I mean, have you really looked at what's being offered in the stores and shops? There was this entire aisle of pink over at the WalMart the other day. Costumes. Dolls. Toys. Pink. PINK.
PINK. The part that really frightens me is that the girls not only go along with this monolithic sales push, but they love it, if I am to judge from my familial experience. The youngest granddaughter even insisted on a pink bedroom, she did! And more pink in the hen house.


The theme is not just pink, but
princess pink. Costumes, tiaras, the whole nine yards of cloying Hollywood-style royal frou-frou. And, oh yes, a proper backpack for the princess while we are about it!



Where are the ginghams ... the greens, reds and yellows ... the plaids, prints and stripes?
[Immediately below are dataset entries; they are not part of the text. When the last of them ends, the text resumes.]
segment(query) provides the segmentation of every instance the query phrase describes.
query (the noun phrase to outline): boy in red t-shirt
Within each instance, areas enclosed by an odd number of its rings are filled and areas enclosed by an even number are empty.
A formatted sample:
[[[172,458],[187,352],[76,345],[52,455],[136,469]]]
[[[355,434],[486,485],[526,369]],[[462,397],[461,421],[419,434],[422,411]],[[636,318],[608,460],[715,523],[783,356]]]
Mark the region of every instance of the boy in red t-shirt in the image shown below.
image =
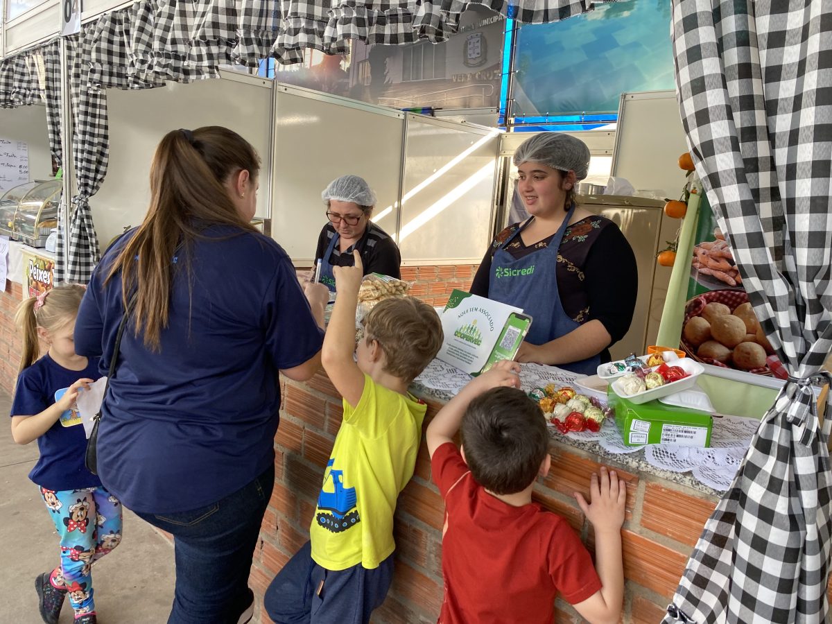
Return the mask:
[[[558,592],[591,622],[617,622],[624,592],[626,492],[601,468],[577,503],[595,528],[597,572],[567,521],[532,503],[549,471],[540,409],[503,361],[469,383],[428,427],[433,478],[445,501],[440,624],[552,624]],[[462,446],[453,438],[462,425]],[[600,577],[600,578],[599,578]]]

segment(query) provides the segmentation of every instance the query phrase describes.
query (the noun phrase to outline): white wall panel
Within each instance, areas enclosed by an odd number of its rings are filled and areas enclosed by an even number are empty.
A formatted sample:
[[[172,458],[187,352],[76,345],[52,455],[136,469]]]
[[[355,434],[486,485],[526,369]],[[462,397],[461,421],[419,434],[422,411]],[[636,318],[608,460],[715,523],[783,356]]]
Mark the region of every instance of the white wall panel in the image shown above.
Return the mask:
[[[622,93],[612,176],[636,190],[678,197],[686,181],[678,159],[687,151],[676,92]]]
[[[49,0],[6,24],[3,56],[57,35],[61,14],[57,0]]]
[[[35,105],[0,110],[0,137],[24,141],[28,145],[30,180],[52,177],[46,106]]]
[[[306,89],[275,87],[272,236],[296,265],[314,260],[326,223],[321,191],[360,176],[378,196],[374,220],[396,230],[404,114]]]
[[[257,215],[268,215],[271,81],[234,76],[144,91],[109,89],[107,103],[110,165],[90,200],[102,250],[125,227],[141,222],[150,201],[153,153],[161,137],[176,128],[225,126],[251,143],[263,161]]]
[[[488,245],[496,130],[409,115],[402,259],[478,262]]]

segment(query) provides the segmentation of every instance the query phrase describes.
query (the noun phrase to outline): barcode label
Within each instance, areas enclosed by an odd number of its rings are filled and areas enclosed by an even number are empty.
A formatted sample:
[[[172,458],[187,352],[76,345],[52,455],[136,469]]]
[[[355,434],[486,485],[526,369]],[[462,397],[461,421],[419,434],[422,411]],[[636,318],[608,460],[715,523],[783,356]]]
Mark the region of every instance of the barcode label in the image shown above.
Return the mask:
[[[647,443],[647,434],[646,433],[636,433],[633,431],[630,432],[630,443],[631,444],[646,444]]]
[[[514,348],[514,343],[517,342],[518,336],[519,335],[520,330],[516,327],[507,327],[506,333],[503,335],[503,339],[500,340],[500,349],[511,351]]]
[[[681,424],[665,424],[661,428],[662,444],[705,446],[707,440],[708,429],[705,427],[691,427]]]
[[[641,433],[650,433],[650,423],[646,420],[636,420],[633,418],[632,423],[630,424],[630,429],[631,431],[638,431]]]

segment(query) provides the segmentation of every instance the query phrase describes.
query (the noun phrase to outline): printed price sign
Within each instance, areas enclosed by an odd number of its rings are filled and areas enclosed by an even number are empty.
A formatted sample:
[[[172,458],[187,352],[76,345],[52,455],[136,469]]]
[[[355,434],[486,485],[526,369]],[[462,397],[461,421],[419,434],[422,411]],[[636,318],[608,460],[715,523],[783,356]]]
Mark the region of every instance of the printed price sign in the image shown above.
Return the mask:
[[[61,0],[61,36],[74,35],[81,32],[82,0]]]
[[[513,359],[531,324],[519,308],[454,290],[442,313],[445,339],[437,357],[479,374],[495,362]]]

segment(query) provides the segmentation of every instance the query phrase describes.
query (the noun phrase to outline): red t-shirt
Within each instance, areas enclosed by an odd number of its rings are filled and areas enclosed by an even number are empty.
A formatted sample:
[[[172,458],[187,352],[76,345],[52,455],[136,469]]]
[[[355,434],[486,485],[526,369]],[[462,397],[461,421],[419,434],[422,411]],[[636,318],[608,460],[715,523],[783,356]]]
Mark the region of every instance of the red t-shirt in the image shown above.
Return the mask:
[[[431,468],[446,509],[439,624],[552,624],[558,592],[576,604],[601,589],[589,552],[562,518],[488,493],[451,443],[436,449]]]

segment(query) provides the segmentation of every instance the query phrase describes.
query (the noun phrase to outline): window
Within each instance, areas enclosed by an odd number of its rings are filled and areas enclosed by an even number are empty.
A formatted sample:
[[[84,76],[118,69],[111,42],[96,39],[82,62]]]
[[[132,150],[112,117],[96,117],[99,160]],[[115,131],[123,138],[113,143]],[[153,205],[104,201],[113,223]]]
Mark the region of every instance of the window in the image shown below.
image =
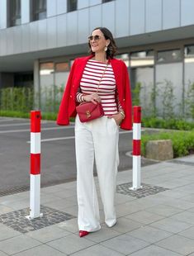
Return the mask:
[[[68,12],[77,10],[77,5],[78,5],[77,0],[68,0],[67,3],[68,3],[67,7]]]
[[[102,3],[108,2],[111,2],[111,1],[113,1],[113,0],[102,0]]]
[[[185,63],[194,63],[194,45],[185,46]]]
[[[9,1],[10,26],[21,25],[21,0]]]
[[[62,62],[62,63],[57,63],[55,64],[55,72],[68,72],[69,71],[69,62]]]
[[[179,49],[161,50],[158,52],[157,62],[158,63],[172,63],[181,61],[181,50]]]
[[[46,18],[46,0],[31,0],[32,20],[38,21]]]
[[[154,50],[138,51],[130,54],[130,67],[149,66],[154,64]]]

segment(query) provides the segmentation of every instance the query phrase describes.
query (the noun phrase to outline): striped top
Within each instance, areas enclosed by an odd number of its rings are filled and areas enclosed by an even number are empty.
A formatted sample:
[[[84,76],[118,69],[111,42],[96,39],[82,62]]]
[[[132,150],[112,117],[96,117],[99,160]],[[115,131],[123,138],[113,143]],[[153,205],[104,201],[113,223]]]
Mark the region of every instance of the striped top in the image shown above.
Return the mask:
[[[106,64],[94,59],[89,59],[84,68],[80,81],[79,91],[76,95],[76,101],[83,102],[83,96],[95,93],[99,81]],[[105,116],[116,114],[121,108],[116,86],[116,79],[111,65],[109,64],[98,88],[97,94],[102,100]]]

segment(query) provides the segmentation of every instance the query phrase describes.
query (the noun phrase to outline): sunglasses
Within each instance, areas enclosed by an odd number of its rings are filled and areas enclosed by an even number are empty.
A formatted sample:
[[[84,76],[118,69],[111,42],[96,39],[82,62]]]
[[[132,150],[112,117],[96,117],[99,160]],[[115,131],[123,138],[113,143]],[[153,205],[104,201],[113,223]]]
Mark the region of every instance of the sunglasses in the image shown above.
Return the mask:
[[[101,36],[98,35],[88,36],[89,41],[92,41],[92,40],[94,40],[95,41],[99,41],[100,39],[101,39]]]

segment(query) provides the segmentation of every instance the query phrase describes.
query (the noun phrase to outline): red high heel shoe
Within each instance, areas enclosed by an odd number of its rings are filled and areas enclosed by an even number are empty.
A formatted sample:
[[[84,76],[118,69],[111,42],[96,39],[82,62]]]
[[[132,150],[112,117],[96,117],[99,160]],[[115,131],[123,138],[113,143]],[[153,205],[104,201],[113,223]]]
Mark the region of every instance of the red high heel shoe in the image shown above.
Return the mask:
[[[80,236],[80,237],[85,236],[85,235],[88,235],[88,234],[89,234],[89,232],[88,232],[88,231],[85,231],[85,230],[79,230],[79,236]]]

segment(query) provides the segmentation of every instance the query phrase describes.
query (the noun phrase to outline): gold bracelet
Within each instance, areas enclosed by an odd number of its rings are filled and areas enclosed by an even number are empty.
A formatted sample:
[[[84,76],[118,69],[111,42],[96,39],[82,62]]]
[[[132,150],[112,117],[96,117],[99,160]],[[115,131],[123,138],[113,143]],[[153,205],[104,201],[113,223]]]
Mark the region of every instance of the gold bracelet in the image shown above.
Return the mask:
[[[121,115],[122,115],[122,116],[123,116],[123,119],[125,117],[125,115],[124,114],[124,112],[122,112],[122,111],[120,111],[120,114]]]

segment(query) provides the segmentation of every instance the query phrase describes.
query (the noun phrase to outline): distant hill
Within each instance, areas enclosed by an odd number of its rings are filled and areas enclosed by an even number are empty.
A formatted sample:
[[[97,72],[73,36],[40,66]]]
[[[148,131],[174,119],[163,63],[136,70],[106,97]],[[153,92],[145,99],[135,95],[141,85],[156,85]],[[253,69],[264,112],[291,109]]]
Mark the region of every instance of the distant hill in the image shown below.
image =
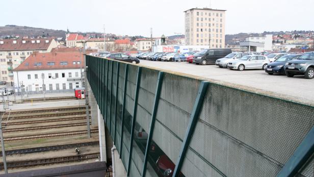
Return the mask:
[[[0,37],[6,36],[20,36],[23,37],[45,37],[54,36],[56,37],[65,37],[66,31],[64,30],[55,30],[44,28],[33,28],[26,26],[17,26],[16,25],[6,25],[0,27]]]

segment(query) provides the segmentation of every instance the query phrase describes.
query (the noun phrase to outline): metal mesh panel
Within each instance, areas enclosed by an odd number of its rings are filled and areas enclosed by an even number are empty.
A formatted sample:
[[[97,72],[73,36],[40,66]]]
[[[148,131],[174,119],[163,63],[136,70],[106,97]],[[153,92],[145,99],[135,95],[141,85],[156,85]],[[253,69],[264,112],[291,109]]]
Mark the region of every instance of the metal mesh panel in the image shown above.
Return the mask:
[[[312,160],[309,163],[301,170],[300,173],[305,177],[313,177],[314,176],[314,158],[313,157],[312,157]],[[299,175],[298,176],[302,176]]]
[[[181,171],[186,176],[222,176],[190,149],[187,151]]]
[[[312,111],[308,107],[212,85],[200,118],[284,164],[314,125]]]
[[[200,83],[191,78],[165,73],[160,97],[191,113]]]

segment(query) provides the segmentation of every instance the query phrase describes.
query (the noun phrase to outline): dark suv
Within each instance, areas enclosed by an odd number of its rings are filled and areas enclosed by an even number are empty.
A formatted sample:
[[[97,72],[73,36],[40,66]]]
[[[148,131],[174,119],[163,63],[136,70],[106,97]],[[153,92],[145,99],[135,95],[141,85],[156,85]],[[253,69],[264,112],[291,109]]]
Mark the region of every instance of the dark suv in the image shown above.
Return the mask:
[[[201,64],[205,65],[208,64],[215,64],[216,61],[224,58],[232,52],[229,48],[213,48],[203,50],[193,55],[193,63]]]
[[[288,77],[295,75],[304,75],[306,79],[314,77],[314,52],[305,53],[297,60],[288,61],[285,63],[285,72]]]

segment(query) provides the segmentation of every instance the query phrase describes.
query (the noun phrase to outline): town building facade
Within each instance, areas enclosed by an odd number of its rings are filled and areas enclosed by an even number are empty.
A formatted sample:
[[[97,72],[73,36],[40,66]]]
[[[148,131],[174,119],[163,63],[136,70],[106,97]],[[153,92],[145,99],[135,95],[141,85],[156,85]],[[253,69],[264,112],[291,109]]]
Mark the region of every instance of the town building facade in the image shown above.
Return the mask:
[[[185,44],[224,48],[225,10],[193,8],[185,13]]]
[[[0,39],[0,80],[13,82],[13,69],[33,52],[50,52],[57,47],[54,38]]]

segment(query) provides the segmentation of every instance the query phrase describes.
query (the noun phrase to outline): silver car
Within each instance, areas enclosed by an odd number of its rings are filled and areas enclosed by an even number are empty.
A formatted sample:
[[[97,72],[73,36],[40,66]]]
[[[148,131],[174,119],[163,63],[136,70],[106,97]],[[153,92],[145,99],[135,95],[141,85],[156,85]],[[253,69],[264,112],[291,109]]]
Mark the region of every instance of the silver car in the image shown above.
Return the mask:
[[[265,69],[270,63],[267,57],[260,55],[247,55],[239,60],[229,62],[228,68],[243,71],[248,69]]]
[[[251,53],[243,53],[242,52],[232,52],[224,58],[216,60],[215,64],[220,68],[228,67],[228,63],[233,60],[240,59],[242,57],[253,55]]]

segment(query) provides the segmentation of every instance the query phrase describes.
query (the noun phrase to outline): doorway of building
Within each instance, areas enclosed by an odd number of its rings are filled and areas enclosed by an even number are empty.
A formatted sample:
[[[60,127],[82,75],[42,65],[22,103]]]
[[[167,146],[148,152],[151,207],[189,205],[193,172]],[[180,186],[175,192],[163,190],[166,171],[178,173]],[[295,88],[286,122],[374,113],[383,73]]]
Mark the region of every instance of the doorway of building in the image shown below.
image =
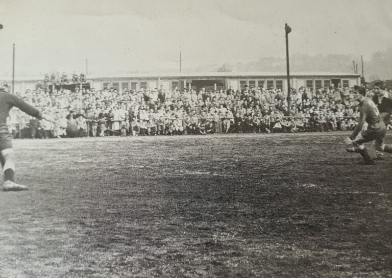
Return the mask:
[[[223,80],[192,80],[191,87],[197,92],[203,87],[206,88],[206,91],[213,91],[215,84],[217,90],[225,89],[225,82]]]
[[[338,88],[339,85],[340,85],[340,80],[339,79],[331,79],[331,82],[333,85],[334,88]]]

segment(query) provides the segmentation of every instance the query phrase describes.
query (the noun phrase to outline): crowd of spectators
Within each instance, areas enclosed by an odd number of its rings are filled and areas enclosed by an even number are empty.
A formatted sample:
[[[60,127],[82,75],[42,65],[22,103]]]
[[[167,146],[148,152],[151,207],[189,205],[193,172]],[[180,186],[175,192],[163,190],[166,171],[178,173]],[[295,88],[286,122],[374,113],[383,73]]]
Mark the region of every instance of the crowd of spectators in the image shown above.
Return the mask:
[[[74,71],[74,73],[72,74],[72,78],[70,79],[65,71],[61,75],[58,71],[57,72],[52,72],[50,75],[49,73],[46,73],[43,81],[38,81],[36,87],[37,89],[48,90],[48,85],[50,85],[61,86],[64,84],[77,84],[85,82],[86,82],[86,75],[83,72],[80,74],[78,75],[75,71]]]
[[[37,87],[16,94],[56,120],[54,124],[13,109],[9,128],[21,138],[346,131],[359,115],[351,90],[333,87],[293,89],[289,113],[286,92],[248,86],[52,93]]]

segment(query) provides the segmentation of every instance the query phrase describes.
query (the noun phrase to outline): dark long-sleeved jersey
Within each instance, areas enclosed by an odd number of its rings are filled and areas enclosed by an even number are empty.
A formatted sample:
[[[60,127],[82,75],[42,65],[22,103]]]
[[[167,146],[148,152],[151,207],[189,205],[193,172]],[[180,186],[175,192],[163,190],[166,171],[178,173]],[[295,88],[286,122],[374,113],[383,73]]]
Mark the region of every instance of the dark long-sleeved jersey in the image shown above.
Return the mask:
[[[364,97],[359,104],[359,120],[355,127],[353,134],[350,137],[354,140],[362,129],[363,120],[368,123],[368,130],[378,131],[385,128],[384,122],[380,117],[380,112],[373,101],[368,97]]]
[[[12,107],[17,107],[24,113],[36,118],[40,118],[42,113],[17,96],[0,91],[0,134],[8,134],[7,118]]]
[[[385,124],[388,124],[390,121],[390,116],[392,114],[392,99],[383,96],[379,97],[374,96],[372,98],[380,111],[380,116]]]

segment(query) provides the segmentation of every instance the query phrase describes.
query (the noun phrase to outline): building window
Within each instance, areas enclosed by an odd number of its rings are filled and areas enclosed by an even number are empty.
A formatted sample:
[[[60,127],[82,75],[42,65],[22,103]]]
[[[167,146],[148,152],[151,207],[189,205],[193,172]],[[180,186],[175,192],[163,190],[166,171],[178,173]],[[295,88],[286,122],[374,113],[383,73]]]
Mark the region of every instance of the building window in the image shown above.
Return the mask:
[[[268,90],[274,89],[274,81],[267,80],[267,89]]]
[[[178,81],[172,81],[172,90],[178,88]]]
[[[247,83],[246,80],[240,80],[239,81],[239,88],[242,91],[244,89],[245,89],[245,86],[247,86],[248,84]]]
[[[319,89],[321,89],[322,87],[323,87],[321,80],[315,80],[314,86],[316,87],[316,90],[318,90]]]
[[[144,81],[143,82],[140,82],[140,89],[147,90],[147,82]]]
[[[128,82],[121,82],[121,89],[124,91],[124,90],[128,89]]]

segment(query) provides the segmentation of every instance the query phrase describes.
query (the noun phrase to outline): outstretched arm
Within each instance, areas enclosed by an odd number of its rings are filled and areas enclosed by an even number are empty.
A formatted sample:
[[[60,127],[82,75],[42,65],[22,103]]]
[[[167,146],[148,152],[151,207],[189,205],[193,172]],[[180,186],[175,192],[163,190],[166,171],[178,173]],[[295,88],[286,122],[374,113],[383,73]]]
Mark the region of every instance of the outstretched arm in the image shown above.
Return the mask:
[[[8,99],[9,102],[13,106],[17,107],[26,114],[32,116],[33,117],[35,117],[38,119],[45,119],[54,123],[55,122],[54,119],[51,116],[42,113],[39,110],[36,109],[35,107],[26,102],[24,102],[16,95],[13,94],[10,94],[9,95],[10,96]]]

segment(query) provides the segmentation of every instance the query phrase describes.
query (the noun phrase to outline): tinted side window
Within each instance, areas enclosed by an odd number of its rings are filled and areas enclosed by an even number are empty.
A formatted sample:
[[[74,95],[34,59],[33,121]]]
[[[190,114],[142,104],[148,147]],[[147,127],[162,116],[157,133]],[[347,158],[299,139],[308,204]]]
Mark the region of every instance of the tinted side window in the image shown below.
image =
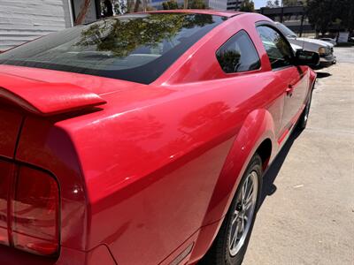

The individuality (or, to be more PC, the Diversity)? You realize that when the kids grow a bit older and rebel, as rebel they will, they will simply choose to follow another mass-marketed theme. After all, what is a Goth girl but a pink princess rendered in black and white?

Forgive the rant. It's just that today I had one pink experience too many. Would you believe pale red marking pens over at Staples, hardly the home of your everyday princess? Or, below, pink kitchen tools at Tuesday Morning for the thoroughly over-grown princess. Eeek!